In 1994, Brazil was emerging from one of the most severe and prolonged periods of hyperinflation in modern economic history. For over a decade, successive economic plans had failed to stabilize prices, with annual inflation reaching a staggering 2,500% in 1993. This environment created immense social and economic distortion: prices changed multiple times per day, savings were eroded, and the currency (the cruzeiro) had become virtually meaningless as a unit of account. The government's previous attempts at stabilization, often involving price freezes and currency changes, had provided only temporary relief before inflation returned with even greater force, eroding public confidence.
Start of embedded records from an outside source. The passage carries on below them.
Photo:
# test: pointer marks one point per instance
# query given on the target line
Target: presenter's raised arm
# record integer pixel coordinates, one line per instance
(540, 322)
The turning point arrived on July 1, 1994, with the launch of the
Plano Real (Real Plan), masterminded by then-Finance Minister Fernando Henrique Cardoso. Unlike earlier shock treatments, this plan was a meticulously phased, multi-step process. It began in 1993 with the creation of a virtual unit of value, the Unidade Real de Valor (URV), which acted as a stable pricing index alongside the volatile cruzeiro. This allowed the economy to gradually re-anchor prices before the formal introduction of a new currency. On July 1st, the
real (BRL) was officially launched, initially pegged at parity to the U.S. dollar, providing a clear and credible nominal anchor.
The immediate effect was dramatic. Monthly inflation, which had been around 50% in June 1994, plummeted to single digits within months. The plan successfully restored the currency's functions as a store of value and medium of exchange, bringing immediate relief to the population and laying the groundwork for sustained economic growth. The Real Plan's success propelled Cardoso to the presidency later that year and is widely credited with ushering in a new era of macroeconomic stability in Brazil, though the subsequent management of the dollar peg would present significant challenges in the years to follow.